# marijuana of nepal



## nirakar (Jan 17, 2012)

hi.. i am from nepal n i wanted to share my plants with u.. this is what we have in nepal..
hXXp://www.youtube.com/user/nirakarmarley


hXXp://www.youtube.com/watch?v=f7aKJZgAnFk


----------



## 7greeneyes (Jan 17, 2012)

Welcome to the 'Passion friend. Nice tree you got goin there ...lol. 
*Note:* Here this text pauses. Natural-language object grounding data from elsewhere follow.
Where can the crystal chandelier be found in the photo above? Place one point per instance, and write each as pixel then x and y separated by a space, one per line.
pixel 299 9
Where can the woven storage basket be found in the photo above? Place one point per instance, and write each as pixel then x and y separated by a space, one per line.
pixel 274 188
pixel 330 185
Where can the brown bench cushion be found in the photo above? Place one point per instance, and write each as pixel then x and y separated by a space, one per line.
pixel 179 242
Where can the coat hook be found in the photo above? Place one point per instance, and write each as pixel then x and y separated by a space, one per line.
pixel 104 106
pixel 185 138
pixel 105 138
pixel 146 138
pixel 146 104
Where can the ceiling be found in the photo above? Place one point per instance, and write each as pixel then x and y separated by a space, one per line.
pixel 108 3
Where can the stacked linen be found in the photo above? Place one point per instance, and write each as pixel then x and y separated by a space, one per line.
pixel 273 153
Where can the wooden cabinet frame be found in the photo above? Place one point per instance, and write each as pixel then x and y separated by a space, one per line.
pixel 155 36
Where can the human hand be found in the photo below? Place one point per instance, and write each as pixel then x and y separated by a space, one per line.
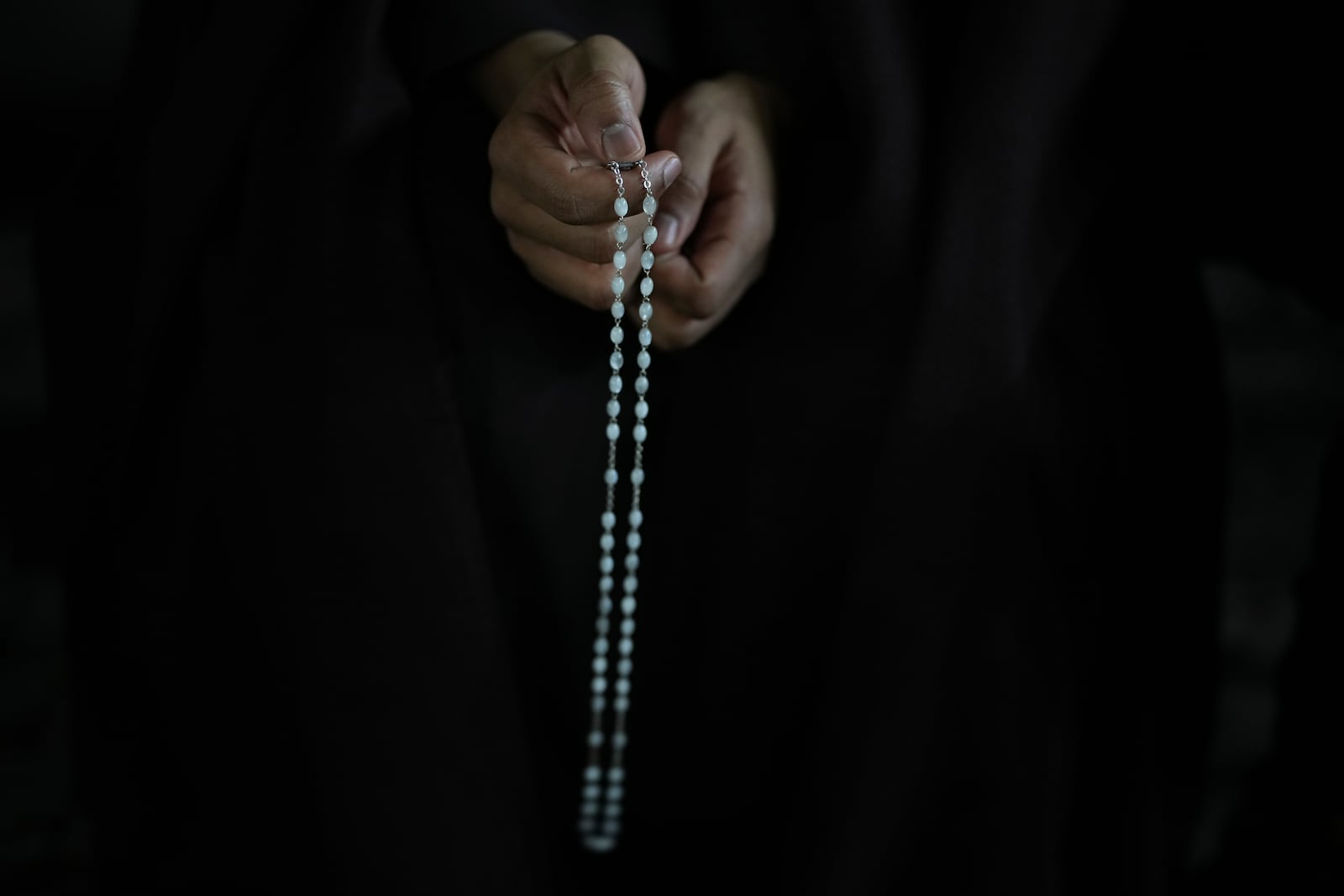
pixel 717 219
pixel 566 110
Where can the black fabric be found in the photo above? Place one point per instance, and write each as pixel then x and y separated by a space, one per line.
pixel 932 544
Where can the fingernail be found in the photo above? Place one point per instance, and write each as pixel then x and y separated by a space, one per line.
pixel 671 170
pixel 620 141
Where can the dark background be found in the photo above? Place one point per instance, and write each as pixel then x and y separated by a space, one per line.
pixel 60 65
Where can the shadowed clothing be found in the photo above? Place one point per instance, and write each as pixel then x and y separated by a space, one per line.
pixel 931 557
Next season you need a deeper rootmass and some molasses...just sayin'  What nutirients did you use? Cool outdoor plant tho...how she smoke?

eace:,

7ge


----------



## OldHippieChick (Jan 17, 2012)

Simmer Down 
nice.


----------



## Ridgerunner (Feb 1, 2012)

Nice:icon_smile:


----------



## nirakar (Sep 13, 2012)

..............



hXXp://www.youtube.com/watch?v=rcCEOlZaFuI

hXXp://www.youtube.com/watch?v=ZfXHdeq0mGc


----------



## nirakar (Sep 13, 2012)

7greeneyes said:
			
		

> Welcome to the 'Passion friend. Nice tree you got goin there ...lol.
> 
> Next season you need a deeper rootmass and some molasses...just sayin'  What nutirients did you use? Cool outdoor plant tho...how she smoke?
> 
> ...



i use some chicken **** or some cow **** or some goat **** wat ever i can find durin the veggie state n during flowerin i use ashes or  charcoal.


----------



## 4u2sm0ke (Sep 13, 2012)

take care and be safe


----------



## hottip (Sep 13, 2012)

Love the Ladybug. Keeps the Spider mites off.


----------



## grass hopper (Sep 13, 2012)

What fine little leaves you have there, or a very BIG bug.
   Thanks for unusual pics.  coool


----------



## HemperFi (Sep 13, 2012)

They look fantastic -- I bet they are excellent smoke -- good job and welcome to MP.

Peace


----------



## nirakar (Sep 13, 2012)

Newbietoo said:
			
		

> What fine little leaves you have there, or a very BIG bug.
> Thanks for unusual pics.  coool


 

this ganja is landrace sativa.. nepalese hash r famous world wide. i dont like smokin hash that much. i like to smoke the ganja man. the smoke is good. different tastes. last year i had some that tasted like mango n some had a stong minty flavor while some were piney n some were spicy. i dont know the THC level of these plants but its no where compared to wat u would find in the USA. the kindbud in the US u opened the baggy to smell it n soon as u did that u had to close the baggy coz the smell so strong. but here u just wanna keep smellin that ganja n smokin it. u all dig wat i am tryin to say.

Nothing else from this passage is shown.